2014-07-27

ジョン・ディクスン・カー「テニスコートの殺人」


これも大昔に旧『テニスコートの謎』で読んで、なんとなくは覚えているような。
足跡のない殺人ものであります。しかも犯行方法が絞殺とくれば、なかなかの難易度。

事件は不可能犯罪なのか、そうでないのか、その境界で揺れ続けるという趣向がひねくれていて面白い。読者は果たしてヒロインを信じて良いのか?
また、主人公はヒロインを窮地から救おうとするものの、予想外の出来事が襲い掛かり、サスペンスと同時に謎が増していくという、よくある演出だけど、この辺りもうまい。ストーリーテリングの冴えといいますか。
うん、中盤くらいまでは凄くいいんだけどなあ。

最後まで読み進めるとプロットはつぎはぎっぽいし、ご都合主義が目立つ謎解きにはどうしたって無理がある。

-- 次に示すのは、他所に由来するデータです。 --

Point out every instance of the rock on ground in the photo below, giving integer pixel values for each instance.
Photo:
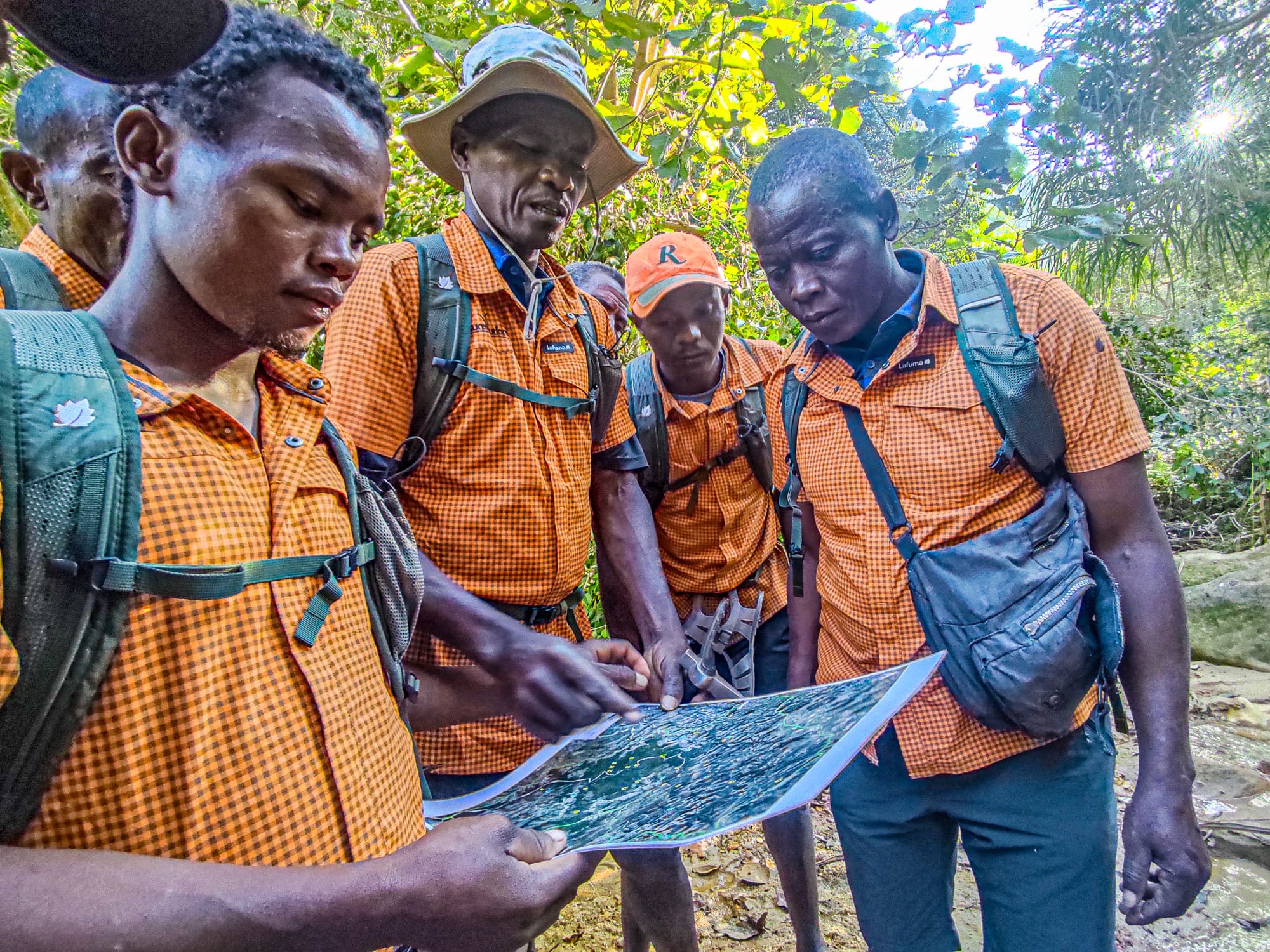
(741, 908)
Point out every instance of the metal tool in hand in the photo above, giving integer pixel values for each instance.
(721, 634)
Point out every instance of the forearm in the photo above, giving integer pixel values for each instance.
(462, 620)
(450, 696)
(618, 614)
(1156, 667)
(624, 529)
(60, 899)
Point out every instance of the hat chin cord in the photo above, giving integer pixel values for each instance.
(533, 309)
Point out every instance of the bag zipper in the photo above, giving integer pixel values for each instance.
(1076, 587)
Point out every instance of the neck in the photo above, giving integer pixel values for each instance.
(528, 256)
(149, 314)
(679, 381)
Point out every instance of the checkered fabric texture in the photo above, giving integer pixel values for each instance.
(82, 289)
(735, 530)
(82, 293)
(938, 441)
(217, 737)
(501, 502)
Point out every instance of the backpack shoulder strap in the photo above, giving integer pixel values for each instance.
(444, 333)
(650, 417)
(1005, 366)
(793, 402)
(70, 465)
(752, 428)
(27, 284)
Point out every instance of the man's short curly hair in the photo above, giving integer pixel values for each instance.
(214, 93)
(817, 154)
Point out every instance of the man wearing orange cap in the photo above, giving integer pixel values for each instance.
(707, 409)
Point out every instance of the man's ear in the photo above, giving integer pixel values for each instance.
(460, 145)
(147, 148)
(888, 215)
(23, 172)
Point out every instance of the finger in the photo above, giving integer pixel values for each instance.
(672, 686)
(624, 653)
(625, 678)
(535, 847)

とてもオリジナルなメイントリック(ここまでやるか!)も含めて、これもカーらしさなんだけれど、下手すりゃ古臭いと思われるかも。
さらには微妙な記述もあって、個人的には思わず嬉しくなってしまったのだけれど、怒るひともいるよな、これは。

意外に面白かった。けどまあ、ファン向けですね。